Follow the Path of the Freedom Riders in This Interactive Map

These civil rights activists showed true courage in telling the nation about the segregated South

Even though the Civil War marked the end of slavery, African-Americans fought for equal rights throughout the century that followed. In the post-Reconstruction era, Jim Crow laws arose and the American South became a region of two segregated societies – whites and African Americans. Attempts to tear down this system in the courts bore little to no fruit. In 1896, the Supreme Court ruled in Plessy v. Ferguson that “separate but equal” accommodations in public places were legal, enshrining a public policy that stayed on the books for decades.

The decision in Brown v. Board of Education that overturned Plessy marked one of the first major victories of the ever-growing Civil Rights Movement. That decision was followed by the Interstate Commerce Commission’s (ICC) decision to ban segregation on interstate bus travel and then in 1960, the Court ruled that the terminals and waiting areas themselves, including restaurants, could not be segregated. The ICC however, neglected to truly enforce its own rules and jurisdiction.

In 1961, a group of black and white individuals decided to take their frustration with the permanence of segregation, and the federal government’s disinterest in putting an end to the discrimination, to a further level. They decided to test the limits of Jim Crow laws by riding two buses together into the Deep South. Two groups, the Congress of Racial Equality (CORE) and Student Nonviolent Coordinating Committee (SNCC) sponsored the Freedom Riders on their nonviolent protests of Southern segregation.

On May 4, 13 CORE and SNCC members embarked on their Freedom Ride through the American South with plans to engage in nonviolent protest and ensure that desegregation in public locales was being enforced. Many were seasoned protesters; some had even been arrested before. The overall goal was increasing awareness and decreasing segregation.

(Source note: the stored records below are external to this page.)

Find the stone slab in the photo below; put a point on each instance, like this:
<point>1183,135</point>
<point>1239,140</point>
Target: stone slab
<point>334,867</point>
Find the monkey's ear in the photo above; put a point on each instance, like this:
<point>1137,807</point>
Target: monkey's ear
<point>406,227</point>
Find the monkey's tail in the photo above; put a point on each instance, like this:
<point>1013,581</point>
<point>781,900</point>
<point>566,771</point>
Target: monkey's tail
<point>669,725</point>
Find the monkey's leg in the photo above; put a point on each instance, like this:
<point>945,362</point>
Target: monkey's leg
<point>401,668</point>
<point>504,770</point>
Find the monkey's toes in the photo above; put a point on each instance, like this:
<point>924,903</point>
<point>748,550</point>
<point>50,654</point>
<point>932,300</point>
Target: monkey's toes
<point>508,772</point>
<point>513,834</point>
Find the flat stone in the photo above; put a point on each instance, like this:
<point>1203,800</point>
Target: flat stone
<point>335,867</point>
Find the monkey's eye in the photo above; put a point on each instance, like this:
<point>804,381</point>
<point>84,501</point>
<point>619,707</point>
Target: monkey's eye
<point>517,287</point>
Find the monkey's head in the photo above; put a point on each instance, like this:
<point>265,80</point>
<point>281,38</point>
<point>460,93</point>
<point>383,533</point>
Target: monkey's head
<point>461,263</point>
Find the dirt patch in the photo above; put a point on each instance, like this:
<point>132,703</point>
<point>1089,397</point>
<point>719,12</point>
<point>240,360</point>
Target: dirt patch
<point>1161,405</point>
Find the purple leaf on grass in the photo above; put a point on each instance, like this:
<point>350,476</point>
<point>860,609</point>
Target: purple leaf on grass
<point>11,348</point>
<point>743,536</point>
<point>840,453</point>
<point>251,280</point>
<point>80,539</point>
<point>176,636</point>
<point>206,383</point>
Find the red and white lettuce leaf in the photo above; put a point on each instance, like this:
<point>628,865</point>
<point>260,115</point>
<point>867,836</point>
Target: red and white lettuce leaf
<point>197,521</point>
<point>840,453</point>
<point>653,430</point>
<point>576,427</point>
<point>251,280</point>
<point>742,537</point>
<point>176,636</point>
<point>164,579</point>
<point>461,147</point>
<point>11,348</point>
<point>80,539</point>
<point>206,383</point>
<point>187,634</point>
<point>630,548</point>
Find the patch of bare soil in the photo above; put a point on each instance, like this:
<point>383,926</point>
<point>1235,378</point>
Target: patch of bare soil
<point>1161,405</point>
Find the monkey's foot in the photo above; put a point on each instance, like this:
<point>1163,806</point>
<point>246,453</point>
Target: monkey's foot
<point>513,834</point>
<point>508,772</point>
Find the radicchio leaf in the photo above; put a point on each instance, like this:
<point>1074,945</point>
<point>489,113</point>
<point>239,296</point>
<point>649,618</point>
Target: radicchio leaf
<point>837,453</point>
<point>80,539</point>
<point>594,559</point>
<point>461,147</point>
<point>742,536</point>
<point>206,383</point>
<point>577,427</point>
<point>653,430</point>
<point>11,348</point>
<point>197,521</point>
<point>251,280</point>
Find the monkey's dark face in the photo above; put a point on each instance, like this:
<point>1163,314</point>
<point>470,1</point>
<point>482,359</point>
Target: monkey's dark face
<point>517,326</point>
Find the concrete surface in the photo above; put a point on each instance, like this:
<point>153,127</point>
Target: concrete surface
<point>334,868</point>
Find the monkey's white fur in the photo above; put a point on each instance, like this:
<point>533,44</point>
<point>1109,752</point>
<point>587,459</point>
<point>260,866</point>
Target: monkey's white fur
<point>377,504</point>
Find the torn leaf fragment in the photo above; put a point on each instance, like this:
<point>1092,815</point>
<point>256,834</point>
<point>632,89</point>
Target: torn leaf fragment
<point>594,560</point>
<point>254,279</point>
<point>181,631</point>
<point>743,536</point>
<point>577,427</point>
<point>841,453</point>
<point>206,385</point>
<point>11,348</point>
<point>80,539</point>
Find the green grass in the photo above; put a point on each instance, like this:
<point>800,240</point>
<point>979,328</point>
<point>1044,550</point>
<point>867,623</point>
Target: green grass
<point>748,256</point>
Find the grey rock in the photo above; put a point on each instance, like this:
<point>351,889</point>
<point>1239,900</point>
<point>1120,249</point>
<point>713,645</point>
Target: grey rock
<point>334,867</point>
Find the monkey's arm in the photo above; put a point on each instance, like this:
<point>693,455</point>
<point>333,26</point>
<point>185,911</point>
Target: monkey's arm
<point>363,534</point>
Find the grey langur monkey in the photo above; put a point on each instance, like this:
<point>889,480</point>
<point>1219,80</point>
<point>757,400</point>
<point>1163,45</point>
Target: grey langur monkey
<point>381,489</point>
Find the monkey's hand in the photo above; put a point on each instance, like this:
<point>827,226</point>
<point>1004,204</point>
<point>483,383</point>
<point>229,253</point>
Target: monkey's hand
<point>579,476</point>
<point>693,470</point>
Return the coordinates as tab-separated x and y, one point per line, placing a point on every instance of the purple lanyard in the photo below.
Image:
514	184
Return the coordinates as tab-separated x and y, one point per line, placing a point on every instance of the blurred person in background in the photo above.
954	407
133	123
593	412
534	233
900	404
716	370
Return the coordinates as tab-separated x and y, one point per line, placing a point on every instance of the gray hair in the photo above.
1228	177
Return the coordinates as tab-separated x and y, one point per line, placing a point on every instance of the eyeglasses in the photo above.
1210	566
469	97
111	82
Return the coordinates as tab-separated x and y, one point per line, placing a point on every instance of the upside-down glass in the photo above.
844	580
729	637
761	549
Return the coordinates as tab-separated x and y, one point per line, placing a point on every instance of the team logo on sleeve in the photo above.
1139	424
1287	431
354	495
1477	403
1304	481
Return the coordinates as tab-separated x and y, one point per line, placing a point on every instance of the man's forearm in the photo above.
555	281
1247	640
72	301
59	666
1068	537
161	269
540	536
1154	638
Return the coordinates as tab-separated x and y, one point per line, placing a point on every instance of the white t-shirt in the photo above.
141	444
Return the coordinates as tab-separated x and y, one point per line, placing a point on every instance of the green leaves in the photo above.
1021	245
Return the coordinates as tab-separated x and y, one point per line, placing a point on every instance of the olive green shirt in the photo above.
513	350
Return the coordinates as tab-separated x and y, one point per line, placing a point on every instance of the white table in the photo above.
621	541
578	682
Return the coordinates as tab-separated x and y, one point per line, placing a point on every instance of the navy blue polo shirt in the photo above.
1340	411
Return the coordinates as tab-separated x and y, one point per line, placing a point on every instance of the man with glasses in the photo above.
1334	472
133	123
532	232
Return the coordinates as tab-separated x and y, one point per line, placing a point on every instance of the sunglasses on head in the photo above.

Their story, as told in the map above is one of resilience and perseverance. Some of the names are recognizable, including Martin Luther King, Robert Kennedy, and John Lewis, while some of the Riders themselves, such as Diane Nash and Henry Thomas, are lesser-known. Facing threats from the Ku Klux Klan and Bull Connor, these protestors played a crucial part in bringing the cruelties of the Jim Crow South to a national audience.